Reactive Scheduling of DAG Applications on Heterogeneous and Dynamic Distributed Computing Systems
Hernandez, Jesus Israel
Emerging technologies enable a set of distributed resources across a network to be linked together and used in a coordinated fashion to solve a particular parallel application at the same time. Such applications are often abstracted as directed acyclic graphs (DAGs), in which vertices represent application tasks and edges represent data dependencies between tasks. Effective scheduling mechanisms for DAG applications are essential to exploit the tremendous potential of computational resources. The core issues are that the availability and performance of resources, which are already by their nature heterogeneous, can be expected to vary dynamically, even during the course of an execution. In this thesis, we first consider the problem of scheduling DAG task graphs onto heterogeneous resources with changeable capabilities. We propose a list-scheduling heuristic approach, the Global Task Positioning (GTP) scheduling method, which addresses the problem by allowing rescheduling and migration of tasks in response to significant variations in resource characteristics.
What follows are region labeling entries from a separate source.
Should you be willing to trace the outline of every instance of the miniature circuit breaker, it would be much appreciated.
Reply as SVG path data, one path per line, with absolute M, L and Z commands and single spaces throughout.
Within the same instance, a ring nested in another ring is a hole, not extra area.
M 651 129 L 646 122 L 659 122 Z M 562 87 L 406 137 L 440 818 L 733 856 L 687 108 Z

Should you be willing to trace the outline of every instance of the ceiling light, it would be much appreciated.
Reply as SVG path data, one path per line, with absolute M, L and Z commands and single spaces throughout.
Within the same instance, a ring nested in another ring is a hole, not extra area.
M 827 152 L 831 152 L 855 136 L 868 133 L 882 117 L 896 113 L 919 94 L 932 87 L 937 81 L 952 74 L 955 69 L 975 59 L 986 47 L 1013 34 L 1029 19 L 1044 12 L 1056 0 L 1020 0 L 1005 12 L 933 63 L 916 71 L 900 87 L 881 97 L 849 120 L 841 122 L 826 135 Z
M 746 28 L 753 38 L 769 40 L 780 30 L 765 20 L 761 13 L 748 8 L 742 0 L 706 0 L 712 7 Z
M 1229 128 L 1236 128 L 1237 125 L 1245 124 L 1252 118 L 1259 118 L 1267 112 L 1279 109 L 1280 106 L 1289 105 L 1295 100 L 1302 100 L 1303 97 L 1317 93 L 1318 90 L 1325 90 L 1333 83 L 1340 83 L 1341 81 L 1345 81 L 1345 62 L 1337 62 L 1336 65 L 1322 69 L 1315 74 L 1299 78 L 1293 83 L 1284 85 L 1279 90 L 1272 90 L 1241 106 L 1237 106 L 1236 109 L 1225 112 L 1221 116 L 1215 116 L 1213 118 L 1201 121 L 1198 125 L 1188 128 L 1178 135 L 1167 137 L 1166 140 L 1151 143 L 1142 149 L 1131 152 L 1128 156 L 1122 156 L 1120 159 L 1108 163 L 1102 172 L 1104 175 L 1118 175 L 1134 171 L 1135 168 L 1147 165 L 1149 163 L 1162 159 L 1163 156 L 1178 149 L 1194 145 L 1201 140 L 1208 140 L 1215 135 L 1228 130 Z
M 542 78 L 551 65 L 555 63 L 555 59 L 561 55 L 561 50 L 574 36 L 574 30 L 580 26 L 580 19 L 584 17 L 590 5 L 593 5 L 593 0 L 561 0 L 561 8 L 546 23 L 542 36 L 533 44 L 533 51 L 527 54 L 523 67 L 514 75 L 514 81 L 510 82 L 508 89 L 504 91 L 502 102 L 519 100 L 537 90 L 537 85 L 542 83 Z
We observed from experiments with GTP that in an execution with relatively frequent migration, it may be that, over time, the results of some task have been copied to several other sites, and so a subsequent migrated task may have several possible sources for each of its inputs. Some of these copies may now be more quickly accessible than the original, due to dynamic variations in communication capabilities. To exploit this observation, we extended our model with a Copying Management(CM) function, resulting in a new version, the Global Task Positioning with copying facilities (GTP/c) system. The idea is to reuse such copies, in subsequent migration of placed tasks, in order to reduce the impact of migration cost on makespan. Finally, we believe that fault tolerance is an important issue in heterogeneous and dynamic computational environments as the availability of resources cannot be guaranteed. To address the problem of processor failure, we propose a rewinding mechanism which rewinds the progress of the application to a previous state, thereby preserving the execution in spite of the failed processor(s). We evaluate our mechanisms through simulation, since this allow us to generate repeatable patterns of resource performance variation. We use a standard benchmark set of DAGs, comparing performance against that of competing algorithms from the scheduling literature.